Alia: «Je trouve qu'au premier abord, c'est déroutant, car on ne sait pas si cette personne d'un âge avancé est notre enseignant/e ou alors l'un ou l'une de nos camarades. Passé la première surprise, j'éprouve beaucoup de respect envers l'audace de ces papis/mamies qui se lancent dans une telle aventure.»

Camille: «Je pense que l'université est un lieu pour apprendre et qu'il n'y a pas d'âge pour apprendre. En plus, la différence et la mixité assurent une certaine divergence d'opinions qui, à terme, ouvre forcément l'esprit des étudiants. Une université avec des étudiants de tout âge et de tous horizons ne peut être qu'un lieu enrichissant.»

Maurane: «Je me suis toujours demandé quelles étaient leurs motivations d’entreprendre un bachelor après avoir travaillé des années et des années dans le monde professionnel. Mais en soi, peu importe les raisons, je reste admirative de leur démarche et de leur courage de reprendre les études.»

Marine: «Je suis admirative de ces personnes dans la fleur de l'âge, qui ont cette curiosité, cette force de vouloir retourner dans un contexte académique après une vie déjà bien remplie.
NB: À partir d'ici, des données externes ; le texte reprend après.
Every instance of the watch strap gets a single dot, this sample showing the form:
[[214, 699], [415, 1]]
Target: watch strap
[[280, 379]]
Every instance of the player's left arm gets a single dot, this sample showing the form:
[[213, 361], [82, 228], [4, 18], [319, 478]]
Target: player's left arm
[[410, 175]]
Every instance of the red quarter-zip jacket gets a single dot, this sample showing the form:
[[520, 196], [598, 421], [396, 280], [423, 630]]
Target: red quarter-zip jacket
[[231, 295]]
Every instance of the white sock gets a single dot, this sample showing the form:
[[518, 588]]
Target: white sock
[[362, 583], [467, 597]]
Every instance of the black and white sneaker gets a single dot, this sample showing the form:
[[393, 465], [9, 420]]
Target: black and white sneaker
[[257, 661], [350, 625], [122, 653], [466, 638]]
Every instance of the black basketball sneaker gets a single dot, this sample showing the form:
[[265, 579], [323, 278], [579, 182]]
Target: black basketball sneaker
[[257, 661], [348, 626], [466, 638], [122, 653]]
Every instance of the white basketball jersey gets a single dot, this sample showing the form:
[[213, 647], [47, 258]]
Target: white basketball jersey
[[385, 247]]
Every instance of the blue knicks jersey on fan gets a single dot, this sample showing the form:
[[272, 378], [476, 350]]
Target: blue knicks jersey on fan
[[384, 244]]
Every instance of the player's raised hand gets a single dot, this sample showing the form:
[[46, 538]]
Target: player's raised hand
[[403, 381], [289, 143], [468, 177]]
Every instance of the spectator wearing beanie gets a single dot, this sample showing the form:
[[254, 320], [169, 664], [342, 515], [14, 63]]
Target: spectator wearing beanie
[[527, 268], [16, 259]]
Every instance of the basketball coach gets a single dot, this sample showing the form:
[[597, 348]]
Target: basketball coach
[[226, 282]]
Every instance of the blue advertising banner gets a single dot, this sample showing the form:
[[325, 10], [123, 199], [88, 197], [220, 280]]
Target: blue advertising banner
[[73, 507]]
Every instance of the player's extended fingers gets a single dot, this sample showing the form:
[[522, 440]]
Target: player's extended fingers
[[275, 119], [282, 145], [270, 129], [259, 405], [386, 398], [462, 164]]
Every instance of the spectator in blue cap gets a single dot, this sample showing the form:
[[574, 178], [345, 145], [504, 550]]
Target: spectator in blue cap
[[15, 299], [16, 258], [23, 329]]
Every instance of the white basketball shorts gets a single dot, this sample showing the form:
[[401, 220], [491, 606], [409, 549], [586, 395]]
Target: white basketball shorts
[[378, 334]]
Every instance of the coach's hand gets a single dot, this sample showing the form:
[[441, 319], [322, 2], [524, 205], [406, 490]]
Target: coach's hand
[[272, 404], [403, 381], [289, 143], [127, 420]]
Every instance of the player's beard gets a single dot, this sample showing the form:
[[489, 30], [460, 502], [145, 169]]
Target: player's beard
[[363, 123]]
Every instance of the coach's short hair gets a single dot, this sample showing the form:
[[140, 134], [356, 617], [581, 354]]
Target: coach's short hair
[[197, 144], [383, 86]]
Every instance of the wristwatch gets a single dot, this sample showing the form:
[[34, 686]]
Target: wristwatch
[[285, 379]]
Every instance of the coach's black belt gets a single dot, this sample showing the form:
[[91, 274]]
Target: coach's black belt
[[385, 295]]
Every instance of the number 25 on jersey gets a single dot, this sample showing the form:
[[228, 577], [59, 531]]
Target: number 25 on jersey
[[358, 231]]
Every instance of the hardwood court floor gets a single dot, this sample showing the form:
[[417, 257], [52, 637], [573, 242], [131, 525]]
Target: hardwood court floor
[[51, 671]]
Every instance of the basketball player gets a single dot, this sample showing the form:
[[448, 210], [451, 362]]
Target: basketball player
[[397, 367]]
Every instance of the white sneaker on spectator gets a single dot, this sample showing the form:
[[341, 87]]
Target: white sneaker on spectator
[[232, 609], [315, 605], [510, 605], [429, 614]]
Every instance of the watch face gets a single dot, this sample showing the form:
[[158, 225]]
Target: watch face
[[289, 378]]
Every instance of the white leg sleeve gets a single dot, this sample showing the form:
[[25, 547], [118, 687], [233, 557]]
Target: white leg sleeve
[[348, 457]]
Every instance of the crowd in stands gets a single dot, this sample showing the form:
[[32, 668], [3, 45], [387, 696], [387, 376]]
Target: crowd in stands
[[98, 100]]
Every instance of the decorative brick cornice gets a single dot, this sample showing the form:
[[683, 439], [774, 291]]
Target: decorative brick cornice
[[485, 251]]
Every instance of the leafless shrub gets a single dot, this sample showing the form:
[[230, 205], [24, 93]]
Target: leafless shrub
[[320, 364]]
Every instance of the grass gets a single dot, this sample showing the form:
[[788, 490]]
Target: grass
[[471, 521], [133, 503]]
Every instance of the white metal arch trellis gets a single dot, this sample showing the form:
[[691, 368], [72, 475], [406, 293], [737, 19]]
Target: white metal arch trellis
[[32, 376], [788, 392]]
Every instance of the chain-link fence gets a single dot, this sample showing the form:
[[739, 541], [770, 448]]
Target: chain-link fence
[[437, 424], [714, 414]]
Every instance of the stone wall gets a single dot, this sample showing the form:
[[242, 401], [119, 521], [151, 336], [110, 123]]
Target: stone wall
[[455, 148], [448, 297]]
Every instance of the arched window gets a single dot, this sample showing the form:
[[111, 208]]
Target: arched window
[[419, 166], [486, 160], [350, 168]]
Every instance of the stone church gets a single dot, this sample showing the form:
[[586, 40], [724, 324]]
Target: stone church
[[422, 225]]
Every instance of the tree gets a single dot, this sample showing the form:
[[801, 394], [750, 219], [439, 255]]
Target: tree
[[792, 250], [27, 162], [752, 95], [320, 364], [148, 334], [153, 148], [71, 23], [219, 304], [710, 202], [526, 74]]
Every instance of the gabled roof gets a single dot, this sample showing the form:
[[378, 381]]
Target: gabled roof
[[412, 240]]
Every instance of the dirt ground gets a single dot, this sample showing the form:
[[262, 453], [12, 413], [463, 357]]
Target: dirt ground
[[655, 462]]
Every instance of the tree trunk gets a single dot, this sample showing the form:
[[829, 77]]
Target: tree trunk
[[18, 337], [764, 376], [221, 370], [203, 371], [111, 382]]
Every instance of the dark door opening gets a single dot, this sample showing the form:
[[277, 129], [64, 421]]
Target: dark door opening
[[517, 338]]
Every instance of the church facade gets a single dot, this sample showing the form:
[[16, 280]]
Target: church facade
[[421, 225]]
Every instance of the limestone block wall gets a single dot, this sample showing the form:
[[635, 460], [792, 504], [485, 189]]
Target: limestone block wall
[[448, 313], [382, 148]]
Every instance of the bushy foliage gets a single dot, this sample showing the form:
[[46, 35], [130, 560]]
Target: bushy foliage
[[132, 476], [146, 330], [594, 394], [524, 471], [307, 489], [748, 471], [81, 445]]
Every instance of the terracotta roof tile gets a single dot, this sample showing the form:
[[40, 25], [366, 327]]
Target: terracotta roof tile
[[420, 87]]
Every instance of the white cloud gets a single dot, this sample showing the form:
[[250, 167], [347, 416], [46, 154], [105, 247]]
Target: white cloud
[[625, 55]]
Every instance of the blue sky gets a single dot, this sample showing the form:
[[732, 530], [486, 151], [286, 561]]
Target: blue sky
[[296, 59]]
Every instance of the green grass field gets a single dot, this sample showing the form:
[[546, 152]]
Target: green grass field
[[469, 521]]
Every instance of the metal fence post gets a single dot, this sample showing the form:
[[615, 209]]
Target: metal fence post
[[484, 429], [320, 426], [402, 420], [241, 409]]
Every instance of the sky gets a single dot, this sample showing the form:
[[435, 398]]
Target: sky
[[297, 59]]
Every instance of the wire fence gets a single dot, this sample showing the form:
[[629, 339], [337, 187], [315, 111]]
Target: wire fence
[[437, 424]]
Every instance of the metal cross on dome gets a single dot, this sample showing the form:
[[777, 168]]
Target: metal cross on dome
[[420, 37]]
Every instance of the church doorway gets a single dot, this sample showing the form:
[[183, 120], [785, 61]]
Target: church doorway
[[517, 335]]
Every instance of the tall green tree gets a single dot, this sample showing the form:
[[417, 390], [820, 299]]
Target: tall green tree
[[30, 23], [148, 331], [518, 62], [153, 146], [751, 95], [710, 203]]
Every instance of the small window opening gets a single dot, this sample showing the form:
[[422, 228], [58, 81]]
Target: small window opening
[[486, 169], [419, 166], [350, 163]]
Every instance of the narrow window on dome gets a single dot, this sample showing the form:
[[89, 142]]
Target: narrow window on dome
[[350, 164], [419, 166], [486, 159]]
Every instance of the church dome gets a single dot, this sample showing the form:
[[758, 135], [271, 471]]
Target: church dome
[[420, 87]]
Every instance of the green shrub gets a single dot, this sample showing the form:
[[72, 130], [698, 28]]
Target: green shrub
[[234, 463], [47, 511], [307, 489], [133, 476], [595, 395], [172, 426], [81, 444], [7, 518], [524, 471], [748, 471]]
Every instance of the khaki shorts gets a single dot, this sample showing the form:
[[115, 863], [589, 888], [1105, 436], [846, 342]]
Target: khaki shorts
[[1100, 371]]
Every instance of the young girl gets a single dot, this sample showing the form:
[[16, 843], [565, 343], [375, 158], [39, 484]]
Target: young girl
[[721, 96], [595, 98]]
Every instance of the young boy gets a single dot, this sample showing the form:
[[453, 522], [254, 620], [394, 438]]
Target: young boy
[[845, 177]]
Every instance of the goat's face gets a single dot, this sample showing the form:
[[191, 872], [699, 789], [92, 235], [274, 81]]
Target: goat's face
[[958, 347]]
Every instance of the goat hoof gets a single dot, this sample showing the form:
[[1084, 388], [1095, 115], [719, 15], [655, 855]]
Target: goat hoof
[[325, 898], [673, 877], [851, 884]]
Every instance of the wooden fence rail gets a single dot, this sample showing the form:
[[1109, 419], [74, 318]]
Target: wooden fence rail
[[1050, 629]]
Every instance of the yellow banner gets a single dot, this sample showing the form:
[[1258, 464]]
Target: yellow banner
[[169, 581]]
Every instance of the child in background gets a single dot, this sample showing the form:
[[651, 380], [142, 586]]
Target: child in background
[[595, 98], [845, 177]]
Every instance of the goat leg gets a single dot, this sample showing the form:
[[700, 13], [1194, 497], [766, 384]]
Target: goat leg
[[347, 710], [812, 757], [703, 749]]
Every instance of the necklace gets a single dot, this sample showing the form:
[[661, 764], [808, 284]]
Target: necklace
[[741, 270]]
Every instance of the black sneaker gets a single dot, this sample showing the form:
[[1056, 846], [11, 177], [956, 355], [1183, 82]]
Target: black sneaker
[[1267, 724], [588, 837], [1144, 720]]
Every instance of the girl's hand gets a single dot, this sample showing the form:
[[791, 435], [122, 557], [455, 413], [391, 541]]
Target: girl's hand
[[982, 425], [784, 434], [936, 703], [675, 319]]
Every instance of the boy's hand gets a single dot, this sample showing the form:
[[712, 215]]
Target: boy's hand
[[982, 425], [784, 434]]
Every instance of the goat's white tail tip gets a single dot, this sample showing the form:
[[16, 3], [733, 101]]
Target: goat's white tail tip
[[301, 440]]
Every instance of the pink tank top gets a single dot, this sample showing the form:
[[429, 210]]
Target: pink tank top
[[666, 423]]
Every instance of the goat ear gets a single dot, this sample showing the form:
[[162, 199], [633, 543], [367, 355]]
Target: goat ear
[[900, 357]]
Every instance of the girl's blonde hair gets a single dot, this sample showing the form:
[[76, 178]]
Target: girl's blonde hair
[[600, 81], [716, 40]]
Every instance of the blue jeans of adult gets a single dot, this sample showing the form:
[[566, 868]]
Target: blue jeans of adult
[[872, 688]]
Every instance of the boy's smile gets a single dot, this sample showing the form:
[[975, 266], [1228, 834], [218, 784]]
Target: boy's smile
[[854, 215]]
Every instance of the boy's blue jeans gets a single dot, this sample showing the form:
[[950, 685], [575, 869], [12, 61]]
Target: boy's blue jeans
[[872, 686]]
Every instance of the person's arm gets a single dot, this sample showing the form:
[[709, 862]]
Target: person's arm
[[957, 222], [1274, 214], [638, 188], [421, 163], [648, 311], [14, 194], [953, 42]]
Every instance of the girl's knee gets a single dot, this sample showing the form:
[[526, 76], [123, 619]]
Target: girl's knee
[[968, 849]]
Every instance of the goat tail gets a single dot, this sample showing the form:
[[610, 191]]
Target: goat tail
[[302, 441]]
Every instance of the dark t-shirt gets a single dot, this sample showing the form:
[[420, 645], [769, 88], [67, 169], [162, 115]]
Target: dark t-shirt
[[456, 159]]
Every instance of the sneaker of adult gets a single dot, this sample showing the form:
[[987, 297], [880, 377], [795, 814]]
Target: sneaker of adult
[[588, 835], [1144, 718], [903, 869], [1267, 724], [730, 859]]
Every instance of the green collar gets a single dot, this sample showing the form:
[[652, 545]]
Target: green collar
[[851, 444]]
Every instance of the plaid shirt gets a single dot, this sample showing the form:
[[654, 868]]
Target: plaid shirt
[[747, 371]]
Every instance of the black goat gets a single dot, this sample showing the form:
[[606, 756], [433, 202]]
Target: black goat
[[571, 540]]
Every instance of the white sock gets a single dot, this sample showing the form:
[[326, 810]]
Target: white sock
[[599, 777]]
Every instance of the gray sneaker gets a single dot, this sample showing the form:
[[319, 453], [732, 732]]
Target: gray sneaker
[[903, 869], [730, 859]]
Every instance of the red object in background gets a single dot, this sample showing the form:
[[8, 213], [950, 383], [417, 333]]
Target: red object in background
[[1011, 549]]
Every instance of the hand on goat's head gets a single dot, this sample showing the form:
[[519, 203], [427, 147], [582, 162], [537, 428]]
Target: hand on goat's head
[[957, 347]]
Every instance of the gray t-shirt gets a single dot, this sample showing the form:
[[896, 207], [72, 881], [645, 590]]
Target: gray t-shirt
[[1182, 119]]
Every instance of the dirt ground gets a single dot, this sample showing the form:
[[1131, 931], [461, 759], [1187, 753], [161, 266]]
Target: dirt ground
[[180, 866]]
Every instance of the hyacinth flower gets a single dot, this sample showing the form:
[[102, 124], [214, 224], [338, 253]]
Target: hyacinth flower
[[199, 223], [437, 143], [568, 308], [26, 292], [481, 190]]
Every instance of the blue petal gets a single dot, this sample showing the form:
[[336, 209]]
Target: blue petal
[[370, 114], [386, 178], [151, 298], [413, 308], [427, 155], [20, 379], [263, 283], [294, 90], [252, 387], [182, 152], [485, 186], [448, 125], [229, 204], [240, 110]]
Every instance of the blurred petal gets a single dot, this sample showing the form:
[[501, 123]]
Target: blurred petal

Je trouve cette démarche courageuse et entraînante, cela montre que la retraite n'est pas la fin et qu'on a toujours l'opportunité d'apprendre et de se renouveler. Le mot de la fin serait plus (+) de papis et mamies à l'uni!»

Bon, après ça, on peut laisser la conclusion à un philosophe qui ne contredira pas ce que la jeunesse vient de nous exprimer: «Nous restons toujours de vieux étudiants à l’école de l’existence, et cette volonté de s’instruire signe précisément la fraîcheur de l’esprit. L’initiation durera jusqu’à la tombe.» Pascal Bruckner, in Une Brève éternité.